I'm posting a continuation of my question from this thread.
I'm trying to create a string that begins with a '!' and adds 6 values read from a sensor (separated by commas) and then sends it over a serial port. A sample output would be: "!5,5,5,5,5,5" or "!34,34,34,34,34,34".
My code is mostly working; I'm able to send the value of one analog sensor across my serial port, !215!215!215 for example, but when I un-comment the for loop code below I see nothing across my serial port and the program seems, for lack of a better word, useless.
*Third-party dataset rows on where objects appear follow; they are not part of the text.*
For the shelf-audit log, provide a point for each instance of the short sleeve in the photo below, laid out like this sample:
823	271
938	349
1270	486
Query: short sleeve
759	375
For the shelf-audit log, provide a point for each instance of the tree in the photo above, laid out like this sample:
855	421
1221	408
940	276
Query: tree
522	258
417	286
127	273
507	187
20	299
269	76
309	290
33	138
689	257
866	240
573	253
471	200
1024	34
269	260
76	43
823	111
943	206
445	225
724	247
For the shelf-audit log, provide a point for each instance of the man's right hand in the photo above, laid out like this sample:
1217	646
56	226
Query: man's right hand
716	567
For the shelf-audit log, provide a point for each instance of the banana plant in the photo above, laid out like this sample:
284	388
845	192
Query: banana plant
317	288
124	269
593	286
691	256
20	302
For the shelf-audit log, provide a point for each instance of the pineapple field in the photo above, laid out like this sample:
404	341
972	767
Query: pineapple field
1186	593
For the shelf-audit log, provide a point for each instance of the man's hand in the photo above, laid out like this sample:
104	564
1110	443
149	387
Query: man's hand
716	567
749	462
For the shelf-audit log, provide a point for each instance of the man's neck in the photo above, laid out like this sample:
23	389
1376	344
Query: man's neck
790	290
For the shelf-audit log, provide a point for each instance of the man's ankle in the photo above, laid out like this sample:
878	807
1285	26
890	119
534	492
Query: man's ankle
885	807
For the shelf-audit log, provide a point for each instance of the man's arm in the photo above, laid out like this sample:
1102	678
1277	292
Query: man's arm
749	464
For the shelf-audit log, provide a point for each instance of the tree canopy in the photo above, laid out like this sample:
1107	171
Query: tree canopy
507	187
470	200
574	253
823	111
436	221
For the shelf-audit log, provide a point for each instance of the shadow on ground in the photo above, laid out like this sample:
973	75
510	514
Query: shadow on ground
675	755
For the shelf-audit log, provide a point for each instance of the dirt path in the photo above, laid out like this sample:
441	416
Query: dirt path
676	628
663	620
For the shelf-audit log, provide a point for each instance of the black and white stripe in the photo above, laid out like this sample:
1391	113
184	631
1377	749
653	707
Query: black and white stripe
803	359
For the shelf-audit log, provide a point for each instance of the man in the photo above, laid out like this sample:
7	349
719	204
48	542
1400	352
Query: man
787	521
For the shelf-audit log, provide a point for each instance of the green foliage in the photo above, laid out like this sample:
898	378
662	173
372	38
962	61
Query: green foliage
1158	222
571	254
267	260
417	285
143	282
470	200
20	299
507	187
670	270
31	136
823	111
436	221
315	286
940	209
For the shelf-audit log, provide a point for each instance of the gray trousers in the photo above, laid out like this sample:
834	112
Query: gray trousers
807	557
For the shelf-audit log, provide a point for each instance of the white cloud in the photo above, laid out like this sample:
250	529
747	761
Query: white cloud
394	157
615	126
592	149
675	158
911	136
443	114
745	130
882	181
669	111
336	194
There seems to be a runtime error occuring in my for loop but I can't determine where it happens. Why does my code below successfully send serial data for one analog sensor without using the for loop, and send nothing when using the for loop? How can I tweak my code to achieve my desired output?
char* convertIntToString(uint8_t integerValue, char* str){
utoa(integerValue, str, 10);
return str;
}
char* concat(char *s1, char *s2)
{
char *result = malloc(strlen(s1)+strlen(s2)+1);
strcpy(result, s1);
strcat(result, s2);
return result;
}
int main(void){
uint8_t analogValue;
char *outputStr = malloc(1);
while (1) {
outputStr = realloc(outputStr, 2);
strcpy(outputStr, "!");
analogValue = ReadADC(0);
char str[4];
outputStr = concat(outputStr, convertIntToString(analogValue, str));
//RUNTIME ERROR IN THIS LOOP
for(int i = 0; i < 5; i++){
char* newStr = concat(outputStr, ",");
// free the old memory before using the new memory
free(outputStr);
outputStr = newStr;
newStr = concat(outputStr, convertIntToString(analogValue, str));
// free the old memory before using the new memory
free(outputStr);
outputStr = newStr;
}
CDC_Device_SendString(&VirtualSerial_CDC_Interface, outputStr); //send sring over serial port
free(outputStr);
}
}
Expanded from the comment above and comments in the previous question.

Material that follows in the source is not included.